We put our trust in the land and the drought decimated. What the farming world experienced over four years others experienced in the fast forward moments of the fires that stripped people of their properties. Then came COVID-19, the disease that crashed the markets and our love of money. Then it locked us up, exiled us to our homes like creatures forced to hide under rocks for fear of this unseen enemy. With our freedoms lost, health challenged and death confronting us, something as simple as a virus could be seen as potentially ruining us.

 

The past 12 months have been a full on assault on the idols of our day. What is an idol? Well it is something that takes the place of God, anything we worship instead of God. John Calvin described the human heart as “a perpetual factory of idols.” It was Origen, the great African theologian of the third century, who said, “What each one honours before all else, what before all things he admires and loves, this for him is God.”

 

So your god could be food, sex, popularity, success, your leisure, money, intellect, work, family and more. The problem with our idols is that they will inevitably show themselves to be impotent in a crisis. Our idols show no grace or mercy, they offer no wisdom or understanding and they leave us alone in the world to manage our insecurities and fears.

 

I ask myself what good is an idol that wobbles and can fall and requires its worshipper to have to pick it up and put it back in place.

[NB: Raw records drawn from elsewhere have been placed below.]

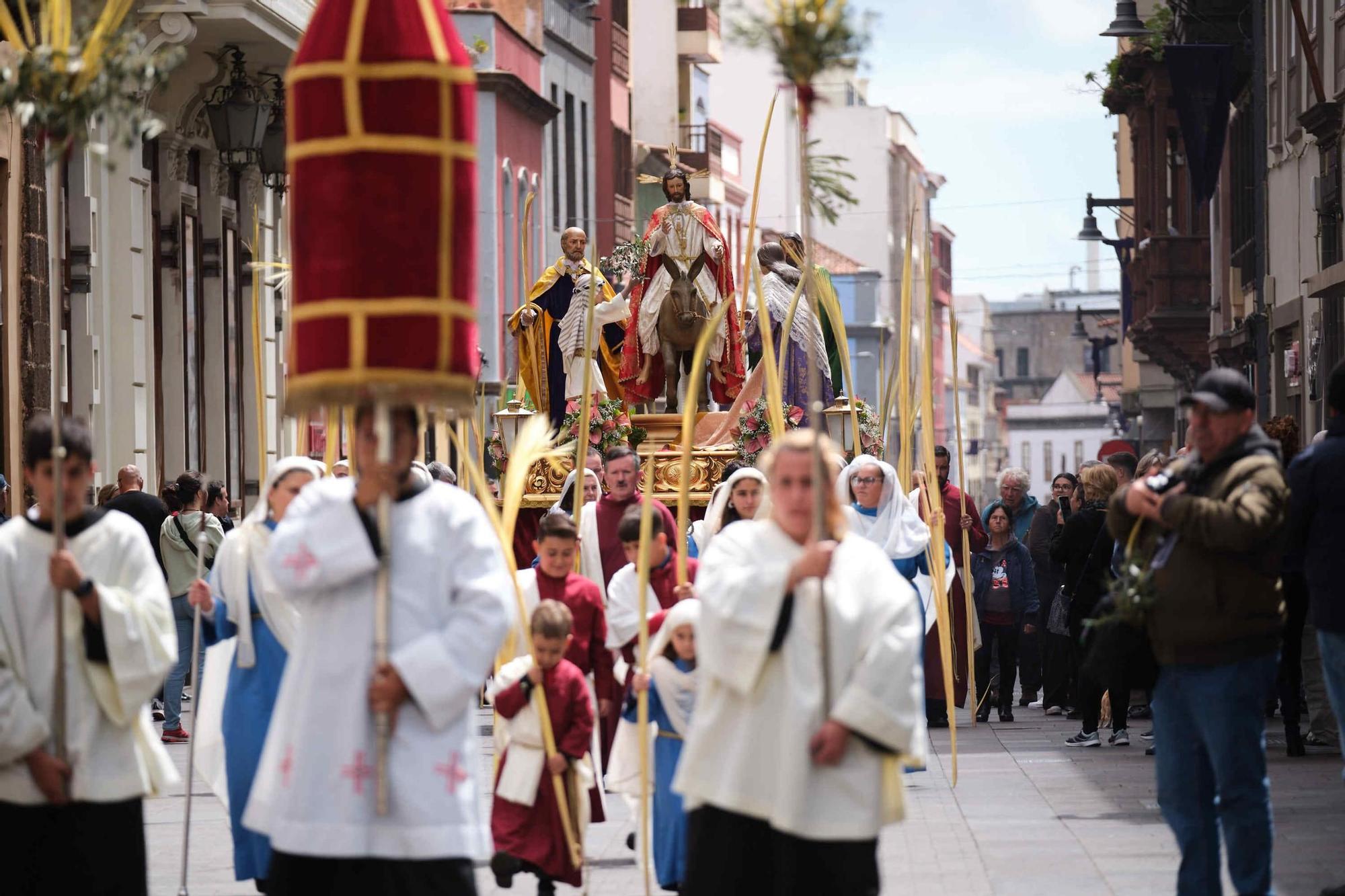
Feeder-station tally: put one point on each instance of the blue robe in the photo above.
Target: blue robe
(669, 815)
(247, 716)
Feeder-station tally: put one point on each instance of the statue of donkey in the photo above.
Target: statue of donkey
(681, 319)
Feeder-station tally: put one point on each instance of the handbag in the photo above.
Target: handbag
(192, 545)
(1058, 620)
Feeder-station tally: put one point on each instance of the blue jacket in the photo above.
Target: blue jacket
(1316, 522)
(1023, 580)
(1022, 521)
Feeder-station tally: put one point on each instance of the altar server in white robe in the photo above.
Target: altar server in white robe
(789, 786)
(315, 786)
(77, 826)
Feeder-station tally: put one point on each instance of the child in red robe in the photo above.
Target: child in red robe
(555, 579)
(525, 819)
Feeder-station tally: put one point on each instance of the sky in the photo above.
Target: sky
(996, 92)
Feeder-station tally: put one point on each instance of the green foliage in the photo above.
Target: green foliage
(829, 184)
(45, 89)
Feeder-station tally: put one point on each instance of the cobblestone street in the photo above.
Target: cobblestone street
(1028, 817)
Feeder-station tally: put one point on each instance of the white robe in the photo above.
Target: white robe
(747, 749)
(114, 747)
(684, 245)
(451, 606)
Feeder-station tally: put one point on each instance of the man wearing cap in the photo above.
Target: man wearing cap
(1215, 538)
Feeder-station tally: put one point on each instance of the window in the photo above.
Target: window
(570, 161)
(556, 166)
(584, 162)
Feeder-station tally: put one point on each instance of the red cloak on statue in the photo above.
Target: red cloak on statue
(633, 356)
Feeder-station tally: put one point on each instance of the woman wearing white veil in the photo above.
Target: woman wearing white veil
(743, 495)
(256, 628)
(879, 510)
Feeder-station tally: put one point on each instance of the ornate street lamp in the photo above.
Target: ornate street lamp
(239, 115)
(510, 421)
(272, 158)
(1128, 24)
(839, 424)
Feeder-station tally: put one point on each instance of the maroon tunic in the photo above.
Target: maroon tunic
(588, 646)
(610, 512)
(953, 536)
(535, 833)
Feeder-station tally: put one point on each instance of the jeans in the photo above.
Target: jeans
(1211, 729)
(1332, 645)
(1008, 639)
(182, 615)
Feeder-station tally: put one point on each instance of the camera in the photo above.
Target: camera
(1160, 482)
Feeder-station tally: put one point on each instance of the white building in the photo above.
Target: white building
(158, 331)
(1061, 431)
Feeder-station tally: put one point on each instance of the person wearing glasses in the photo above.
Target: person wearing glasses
(1015, 483)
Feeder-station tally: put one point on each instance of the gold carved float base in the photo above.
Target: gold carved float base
(545, 482)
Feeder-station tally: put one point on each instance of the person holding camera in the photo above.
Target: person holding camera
(1215, 630)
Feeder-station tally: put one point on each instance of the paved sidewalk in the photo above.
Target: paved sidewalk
(1028, 815)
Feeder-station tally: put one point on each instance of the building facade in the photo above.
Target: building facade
(158, 349)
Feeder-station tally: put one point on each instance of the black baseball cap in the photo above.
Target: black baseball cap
(1222, 389)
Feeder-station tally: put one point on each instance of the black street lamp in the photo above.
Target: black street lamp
(239, 115)
(272, 158)
(1128, 22)
(1090, 231)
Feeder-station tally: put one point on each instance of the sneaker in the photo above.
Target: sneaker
(505, 866)
(1085, 739)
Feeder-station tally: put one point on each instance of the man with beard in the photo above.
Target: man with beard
(683, 237)
(537, 326)
(954, 524)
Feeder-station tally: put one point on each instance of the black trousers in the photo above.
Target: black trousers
(1059, 670)
(1030, 661)
(1008, 639)
(731, 854)
(93, 849)
(295, 874)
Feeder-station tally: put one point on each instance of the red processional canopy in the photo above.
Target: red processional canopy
(381, 130)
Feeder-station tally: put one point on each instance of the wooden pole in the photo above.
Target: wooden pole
(966, 537)
(202, 542)
(383, 602)
(59, 454)
(586, 405)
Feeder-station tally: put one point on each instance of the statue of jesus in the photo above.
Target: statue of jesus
(687, 267)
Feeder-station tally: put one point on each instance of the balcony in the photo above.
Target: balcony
(621, 53)
(1171, 291)
(699, 33)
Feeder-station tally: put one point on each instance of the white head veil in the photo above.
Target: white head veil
(898, 528)
(724, 493)
(243, 560)
(567, 502)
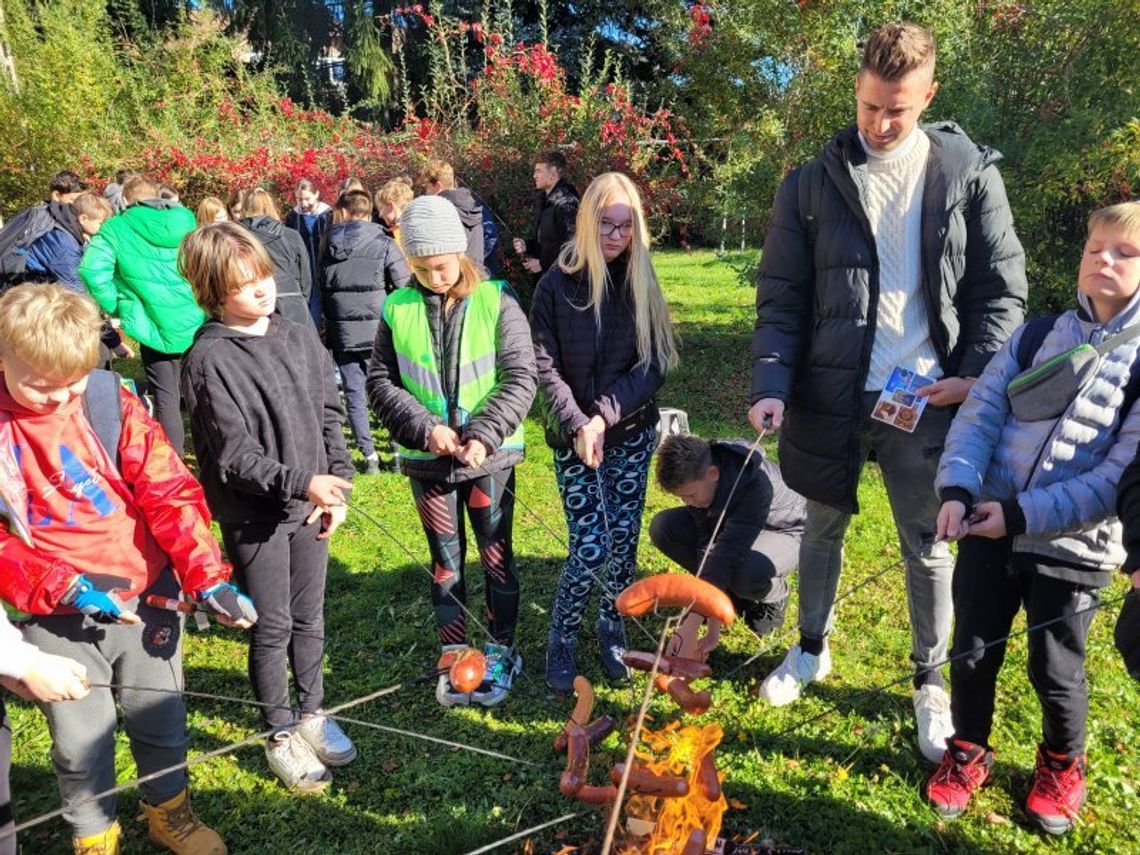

What are we doing ignoring the true God who introduces himself in the person of Jesus Christ when something as simple as a virus is crashing all the things we wrongly worship.

 

No wonder God marvels at our unbelief and our slowness to return to him.

 

Of course, the humanist, whose idol is our human pride, will optimistically consider themselves as able to find an answer. My guess is that if God allows us to find a cure, rather than restoring our worship of Him, we will worship in self-congratulatory speech how we pulled together to stop the spread of the virus. In discovering the vaccine we will reposition the wobbling idol of self until the next time we wobble and fall. In the meantime death will continue to claim its victims and unforgiven, the victims will meet the God they failed to worship and they will discover that the worship of self proves impotent as well.

 

In an age of uncertainty and fear there is only one place to find rest and that is in the God and Father of the Lord, Jesus Christ. Our idolatry has taken us away from Him, but unlike our idols, Jesus Christ will always draw near with the offer of grace and mercy, the forgiveness of sins and a promise of hope for this life and the next. Churches may be closed this Easter but the benefits of Christ’s crucifixion and resurrection will never be closed to those who would turn from their idols to the living God.

 

Jesus Christ is our invitation back into true worship and the blessings that only God can offer. Understand this and you have the making of a prayer for ourselves and others like that shared by Cameron Wiggins Bellm (Woodhaven Baptist Church) which I hope you will find the faith to pray.

 

A Prayer for a Pandemic: May we who are merely inconvenienced remember those whose lives are at stake. May we who have no risk factors remember those most vulnerable. May we who have the luxury of working from home remember those who must choose between preserving their health or making their rent. May we who have the flexibility to care for our children when their schools close remember those children who will go hungry with no school meals. May we who have to cancel our trips remember those with no place to go. May we who are losing our margin money in the tumult of the economic market remember those who have no margin at all. May we who settle in for quarantine at home remember those who have no home. As fear grips our country let us choose love. During this time when we cannot physically wrap our arms around each other let us yet find ways to be the loving embrace of God to our neighbour. Through Jesus Christ our Saviour, whose arms of love embrace us all. Amen.